●ランブルフィッシュの帰還


以前にも触れたことのある映画、『The Wrestler』の試写会があった。
私は時間に余裕をみて行ったので知らなかったのだが、開映時には満員になっていて、この日は入れなかったひともかなりいたそうだ。
注目しているひとはしているのだと思うと嬉しい。


内容は、期待にたがわず素晴らしい映画だった。
ミッキー・ロークが途方もなく、いい。
落魄した中年プロレスラーの悲哀をリアルなタッチで、酷薄に、ときに醜く、演じ切る。


居場所を−−ほとんどは自らの責任で−−損ない続けてきた男が、ここにきて、また生きていく場所を追われる。
彼は失地を回復せんとして躍起になるが、世の中は充分に冷たいし、彼自身もまた相応に愚かだ。
その様子は、酸素を求める金魚に似てどこか滑稽でもある。
水面の上に必死に顔を出そうとするが、ひょっとすると彼はもう、真水よりも泥水のなかで生きるほうがラクな身体になっているのかもしれないのだ。見ていると、そんな気がしてくる。
そんな男と、同じく中年に差し掛かったヌード・ダンサー(マリサ・トメイ)が、ささやかな感情の交流を持つ。
それだけといえば、それだけの映画だ。
だがそれだけのなかに、四十年あまりを生きてきた人間なら感じずにはいられない矜恃や後悔や虚しさが詰まっている。

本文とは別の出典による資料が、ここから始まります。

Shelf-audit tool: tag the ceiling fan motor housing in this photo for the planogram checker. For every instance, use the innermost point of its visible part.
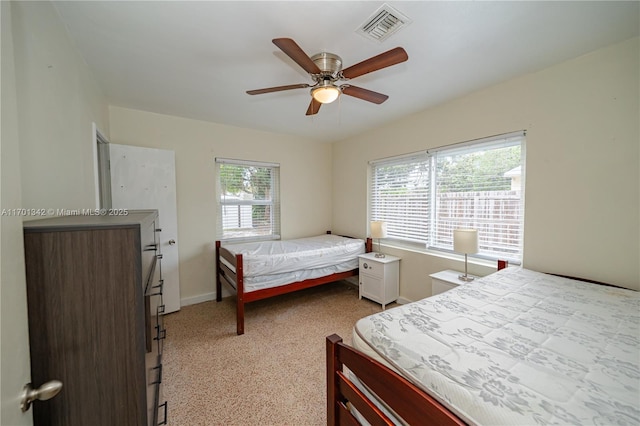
(328, 63)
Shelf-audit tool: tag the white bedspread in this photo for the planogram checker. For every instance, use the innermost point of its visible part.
(519, 348)
(286, 256)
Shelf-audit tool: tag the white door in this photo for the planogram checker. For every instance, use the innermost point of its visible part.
(145, 178)
(15, 368)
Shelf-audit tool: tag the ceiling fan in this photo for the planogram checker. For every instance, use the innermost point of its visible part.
(325, 70)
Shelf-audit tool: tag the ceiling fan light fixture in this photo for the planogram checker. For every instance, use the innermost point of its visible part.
(326, 93)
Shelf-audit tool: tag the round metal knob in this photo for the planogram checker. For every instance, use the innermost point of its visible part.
(46, 391)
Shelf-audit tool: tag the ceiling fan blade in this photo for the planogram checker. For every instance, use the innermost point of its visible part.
(294, 51)
(364, 94)
(277, 89)
(314, 107)
(383, 60)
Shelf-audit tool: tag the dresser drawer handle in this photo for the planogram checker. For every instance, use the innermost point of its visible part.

かつて、故郷に帰ってきたものの自分の居場所を取り戻せず、水槽のなかの闘魚を居場所に返そうしたミッキー・ローク
さらに25年の年月を経て、彼がこの作品のなかで見出す居場所はどこにあるか。


ランブルフィッシュ [DVD]


再起を期す格闘家というストーリーなら、我々はすでに『どついたるねん』という傑作を有している。
かなり近いものをこの作品からも感じる。
Bruce Springsteenの主題歌も、とても素晴らしい。
ワーキング・オン・ア・ドリーム デラックス・エディション(DVD付)


だがあれがフラワーカンパニーズの「東京タワー」でも、全然違和感はない。
それくらい「負けて負けて/泣けて泣けて/もう最低にダメでも」奥歯を噛んでみたくなる、これはそういう映画である。
敗者の話なのに、なんでなんだろうな。